Psiphon was originally implemented in Python, but has been re-designed and re-written in C++, and designed as a cross-platform, user friendly proxy server tool which uses a https protocol to transfer data. With a user name and password, people in countries that use Internet content filtering can send encrypted requests for information to a trusted computer located in another country and receive encrypted information in return. As https protocol is widely used for secure communication over the Internet (from web mail to internet banking), no government can block the usage of https.
So what does all these techno mumbo jumbles means? Well unless your country got a digital fortress like China with their super American made Cisco firewall hardwares and an army of trained hackers to hunt your ass down for their human organ trafficking market, then rejoice because there is absolutely no way that your government can stop these Psiphon social network node to "brute force" exploiting the worldwide packet transport of https.

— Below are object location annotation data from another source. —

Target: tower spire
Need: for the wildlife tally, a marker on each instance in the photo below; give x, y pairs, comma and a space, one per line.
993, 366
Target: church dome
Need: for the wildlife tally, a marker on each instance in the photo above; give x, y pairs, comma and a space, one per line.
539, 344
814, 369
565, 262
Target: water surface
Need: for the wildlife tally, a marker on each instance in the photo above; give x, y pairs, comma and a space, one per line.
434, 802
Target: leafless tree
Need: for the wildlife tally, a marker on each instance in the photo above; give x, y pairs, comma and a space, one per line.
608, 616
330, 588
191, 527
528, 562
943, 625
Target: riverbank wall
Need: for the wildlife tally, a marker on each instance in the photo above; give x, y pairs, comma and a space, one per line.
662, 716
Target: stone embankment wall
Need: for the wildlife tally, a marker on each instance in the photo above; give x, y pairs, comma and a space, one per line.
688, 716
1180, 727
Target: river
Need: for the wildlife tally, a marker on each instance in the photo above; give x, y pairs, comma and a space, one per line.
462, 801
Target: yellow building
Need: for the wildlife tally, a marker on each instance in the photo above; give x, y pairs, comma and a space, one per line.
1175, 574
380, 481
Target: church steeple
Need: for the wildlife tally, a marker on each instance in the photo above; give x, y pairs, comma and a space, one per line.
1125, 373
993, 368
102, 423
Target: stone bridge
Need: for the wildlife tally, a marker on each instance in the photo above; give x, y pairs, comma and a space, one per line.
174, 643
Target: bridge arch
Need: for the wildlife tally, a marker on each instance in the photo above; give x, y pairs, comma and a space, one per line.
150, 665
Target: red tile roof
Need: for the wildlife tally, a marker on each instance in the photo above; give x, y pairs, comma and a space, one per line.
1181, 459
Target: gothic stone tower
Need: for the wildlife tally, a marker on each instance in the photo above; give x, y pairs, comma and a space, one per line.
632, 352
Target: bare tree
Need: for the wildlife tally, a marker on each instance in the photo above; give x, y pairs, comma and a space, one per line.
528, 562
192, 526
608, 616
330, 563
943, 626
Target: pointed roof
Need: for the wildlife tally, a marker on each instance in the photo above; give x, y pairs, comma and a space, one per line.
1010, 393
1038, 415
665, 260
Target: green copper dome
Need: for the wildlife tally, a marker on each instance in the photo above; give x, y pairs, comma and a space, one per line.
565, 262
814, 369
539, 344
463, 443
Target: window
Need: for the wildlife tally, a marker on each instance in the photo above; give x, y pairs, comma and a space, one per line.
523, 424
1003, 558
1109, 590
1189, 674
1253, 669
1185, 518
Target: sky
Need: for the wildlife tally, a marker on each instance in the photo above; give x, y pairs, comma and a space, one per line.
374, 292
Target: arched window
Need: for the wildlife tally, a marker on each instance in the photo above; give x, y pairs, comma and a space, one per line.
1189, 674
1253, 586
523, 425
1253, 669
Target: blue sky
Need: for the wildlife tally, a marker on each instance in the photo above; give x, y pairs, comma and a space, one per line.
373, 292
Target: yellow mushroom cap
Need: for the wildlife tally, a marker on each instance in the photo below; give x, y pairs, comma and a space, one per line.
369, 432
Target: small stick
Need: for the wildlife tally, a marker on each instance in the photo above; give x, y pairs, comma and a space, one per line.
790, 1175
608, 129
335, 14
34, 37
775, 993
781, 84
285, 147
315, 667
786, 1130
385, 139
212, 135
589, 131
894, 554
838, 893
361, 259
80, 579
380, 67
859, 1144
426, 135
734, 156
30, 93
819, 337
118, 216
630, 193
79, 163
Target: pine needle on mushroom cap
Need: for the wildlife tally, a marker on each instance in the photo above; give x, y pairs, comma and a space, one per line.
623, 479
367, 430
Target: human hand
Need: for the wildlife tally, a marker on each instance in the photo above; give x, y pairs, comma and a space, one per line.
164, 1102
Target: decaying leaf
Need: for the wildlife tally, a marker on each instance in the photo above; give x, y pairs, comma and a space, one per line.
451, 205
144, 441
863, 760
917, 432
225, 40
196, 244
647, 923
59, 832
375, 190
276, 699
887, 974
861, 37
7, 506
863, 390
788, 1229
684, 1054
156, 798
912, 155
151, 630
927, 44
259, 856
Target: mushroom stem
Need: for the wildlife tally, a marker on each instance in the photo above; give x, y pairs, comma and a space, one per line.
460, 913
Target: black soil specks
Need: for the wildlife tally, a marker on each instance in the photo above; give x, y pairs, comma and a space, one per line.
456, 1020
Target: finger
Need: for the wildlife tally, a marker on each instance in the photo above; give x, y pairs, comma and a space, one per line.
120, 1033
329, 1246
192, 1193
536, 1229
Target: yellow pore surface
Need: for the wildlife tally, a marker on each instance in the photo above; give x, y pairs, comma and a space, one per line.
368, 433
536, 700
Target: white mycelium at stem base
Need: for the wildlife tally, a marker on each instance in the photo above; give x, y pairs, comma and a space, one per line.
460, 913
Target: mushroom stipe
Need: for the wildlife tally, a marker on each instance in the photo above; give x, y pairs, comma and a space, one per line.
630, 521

Personally I believe that this method is bloody brilliant, though this method of proxy hoping might have been around since the conception of the web, but once you put a social network element into a mix and then you got one good roundhouse kick to the man. This should be a good lesson to all the repressive government regimes, the Internet belong to the world. Just because you happen to have a few miles of fiber optics buried behind your backyard and a few optical switches, please stop pretending like you own the Internet it just seem very pathetic. What a sweet revenge from the founder of the Internet protocol themselves who knew that once the world have learn to adopt the protocol there is no turning point from there and hence this a perfect example of be open or go back to the digital dark ages where you came from.